Du livre de patrons d'origine, le musée des Tissus a peut-être conservé une double page, elle aussi réinventoriée a posteriori, contenant un échantillon de broderie d'argent et soie, et, sur la page en regard, des indications à l'encre comme le numéro de patron et le nom du modèle de robe, intitulé La Prêtresse (inv. MT 35142). Le musée des Tissus conserve plusieurs documents manuscrits de Jean-François Bony, et notamment un carnet de dessins qu'il a utilisé entre 1802 et 1816 (inv. MT 27638). C'est bien son écriture qui figure sur la double page contenant l'échantillon de La Prêtresse.
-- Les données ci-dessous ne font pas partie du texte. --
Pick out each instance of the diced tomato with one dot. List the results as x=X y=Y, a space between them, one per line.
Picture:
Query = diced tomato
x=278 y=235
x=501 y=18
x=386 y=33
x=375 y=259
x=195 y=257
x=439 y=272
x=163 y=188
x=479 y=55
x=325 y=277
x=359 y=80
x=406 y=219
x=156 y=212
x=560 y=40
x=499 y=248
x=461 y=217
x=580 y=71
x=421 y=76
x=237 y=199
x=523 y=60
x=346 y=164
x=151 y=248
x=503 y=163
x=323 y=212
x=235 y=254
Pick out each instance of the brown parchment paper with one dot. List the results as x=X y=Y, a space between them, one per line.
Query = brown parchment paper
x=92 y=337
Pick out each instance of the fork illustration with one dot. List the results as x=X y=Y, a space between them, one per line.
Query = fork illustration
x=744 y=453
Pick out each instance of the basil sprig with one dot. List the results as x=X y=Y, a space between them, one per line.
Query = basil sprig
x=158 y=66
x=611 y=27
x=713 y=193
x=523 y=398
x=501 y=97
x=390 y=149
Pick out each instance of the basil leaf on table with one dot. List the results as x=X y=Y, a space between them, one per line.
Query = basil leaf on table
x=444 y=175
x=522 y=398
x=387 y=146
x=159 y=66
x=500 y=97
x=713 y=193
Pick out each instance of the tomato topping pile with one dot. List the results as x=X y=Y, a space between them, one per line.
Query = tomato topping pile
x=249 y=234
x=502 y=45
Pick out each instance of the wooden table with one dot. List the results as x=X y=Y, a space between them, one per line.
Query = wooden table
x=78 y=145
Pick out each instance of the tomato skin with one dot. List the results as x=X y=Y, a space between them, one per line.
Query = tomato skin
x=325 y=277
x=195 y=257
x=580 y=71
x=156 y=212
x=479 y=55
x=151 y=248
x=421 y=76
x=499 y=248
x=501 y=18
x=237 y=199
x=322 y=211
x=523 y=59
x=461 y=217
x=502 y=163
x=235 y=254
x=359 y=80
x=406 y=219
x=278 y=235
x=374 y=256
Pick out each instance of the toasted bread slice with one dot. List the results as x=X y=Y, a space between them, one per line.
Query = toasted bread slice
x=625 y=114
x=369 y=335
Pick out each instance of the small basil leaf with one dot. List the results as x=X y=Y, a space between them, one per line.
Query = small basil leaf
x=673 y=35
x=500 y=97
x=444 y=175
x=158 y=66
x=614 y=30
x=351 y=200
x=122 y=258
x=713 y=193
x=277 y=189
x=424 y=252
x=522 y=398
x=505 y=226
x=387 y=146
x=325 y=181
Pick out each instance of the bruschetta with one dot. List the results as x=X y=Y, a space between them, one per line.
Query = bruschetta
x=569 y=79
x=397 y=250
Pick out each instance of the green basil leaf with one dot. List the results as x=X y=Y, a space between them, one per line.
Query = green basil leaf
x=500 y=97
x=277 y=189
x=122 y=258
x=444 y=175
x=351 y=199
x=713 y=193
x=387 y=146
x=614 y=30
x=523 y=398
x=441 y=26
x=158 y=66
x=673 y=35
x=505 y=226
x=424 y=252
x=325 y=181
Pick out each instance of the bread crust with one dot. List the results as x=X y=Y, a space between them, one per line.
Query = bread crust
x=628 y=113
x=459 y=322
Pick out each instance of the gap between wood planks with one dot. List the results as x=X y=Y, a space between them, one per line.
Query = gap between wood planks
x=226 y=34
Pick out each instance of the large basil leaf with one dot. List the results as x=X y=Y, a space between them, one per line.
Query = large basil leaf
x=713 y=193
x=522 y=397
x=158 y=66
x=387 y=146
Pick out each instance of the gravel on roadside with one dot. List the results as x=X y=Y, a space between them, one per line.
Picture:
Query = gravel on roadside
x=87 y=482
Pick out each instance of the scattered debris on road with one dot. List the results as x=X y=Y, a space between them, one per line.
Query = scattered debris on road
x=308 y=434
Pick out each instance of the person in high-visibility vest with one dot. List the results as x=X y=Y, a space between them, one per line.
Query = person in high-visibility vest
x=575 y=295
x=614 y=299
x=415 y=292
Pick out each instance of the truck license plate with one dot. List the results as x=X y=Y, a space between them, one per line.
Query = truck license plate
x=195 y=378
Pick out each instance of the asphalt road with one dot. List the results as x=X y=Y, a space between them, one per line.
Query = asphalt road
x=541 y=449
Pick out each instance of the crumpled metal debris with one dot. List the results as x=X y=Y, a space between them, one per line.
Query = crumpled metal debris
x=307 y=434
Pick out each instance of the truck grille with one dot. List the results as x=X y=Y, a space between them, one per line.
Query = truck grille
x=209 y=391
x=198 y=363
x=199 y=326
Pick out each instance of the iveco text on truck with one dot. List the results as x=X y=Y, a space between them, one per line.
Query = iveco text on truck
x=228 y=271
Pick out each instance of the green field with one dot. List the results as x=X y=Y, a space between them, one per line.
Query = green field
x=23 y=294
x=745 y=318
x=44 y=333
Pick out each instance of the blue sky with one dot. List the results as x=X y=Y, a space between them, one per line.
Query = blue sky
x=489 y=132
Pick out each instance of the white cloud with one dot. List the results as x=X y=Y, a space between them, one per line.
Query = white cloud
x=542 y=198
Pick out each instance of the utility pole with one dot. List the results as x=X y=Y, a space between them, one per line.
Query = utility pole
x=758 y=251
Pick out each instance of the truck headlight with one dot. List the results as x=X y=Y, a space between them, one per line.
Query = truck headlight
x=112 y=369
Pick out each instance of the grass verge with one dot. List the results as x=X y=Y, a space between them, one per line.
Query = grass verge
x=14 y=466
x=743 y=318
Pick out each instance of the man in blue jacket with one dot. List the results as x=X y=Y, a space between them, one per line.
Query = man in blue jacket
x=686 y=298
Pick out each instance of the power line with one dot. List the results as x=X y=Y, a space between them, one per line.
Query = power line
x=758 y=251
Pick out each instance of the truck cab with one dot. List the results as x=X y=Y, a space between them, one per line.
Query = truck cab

L'échantillon de broderie pour l'habillement a été exécuté sur un fond de drap d'argent, comme celui préparant la robe de l'impératrice Marie-Louise. Il s'agit d'une louisine de deux fils, un lat de lancé lamé à liage repris en sergé de 3 lie 1, Z (par un sixième des fils). La chaîne est en soie blanche (faible torsion S, fil double ; réduction : 126-128 fils au centimètre dont 20-21 liages repris). La trame de fond est en soie blanche (assemblé sans torsion apparente de deux bouts), la trame lancée est un filé métallique argent (lame métallique enroulée en S sur une âme de soie blanche). Elles travaillent par un coup premier lat, fond, un coup second lat, lancé (réduction : 19-20 passées au centimètre). L'étoffe a été apprêtée et calandrée après tissage.
Le décor de broderie est réalisé au moyen d'un filé métallique doré (lame dorée enroulée en S sur une âme de soie jaune), au point lancé, de paillettes métalliques dorées cousues en rivière avec des cannetilles dorées et de paillettes dorées dispersées, cousues avec un fin cordonnet de soie jaune (retors S de deux bouts Z), et de cannetilles argentées enchâssant des cabochons de verre. La broderie dessine, au-dessus d'un filet formant bordure, une sorte de tresse à deux brins, dans laquelle sont piqués des petits bouquets de fleurs de fantaisie.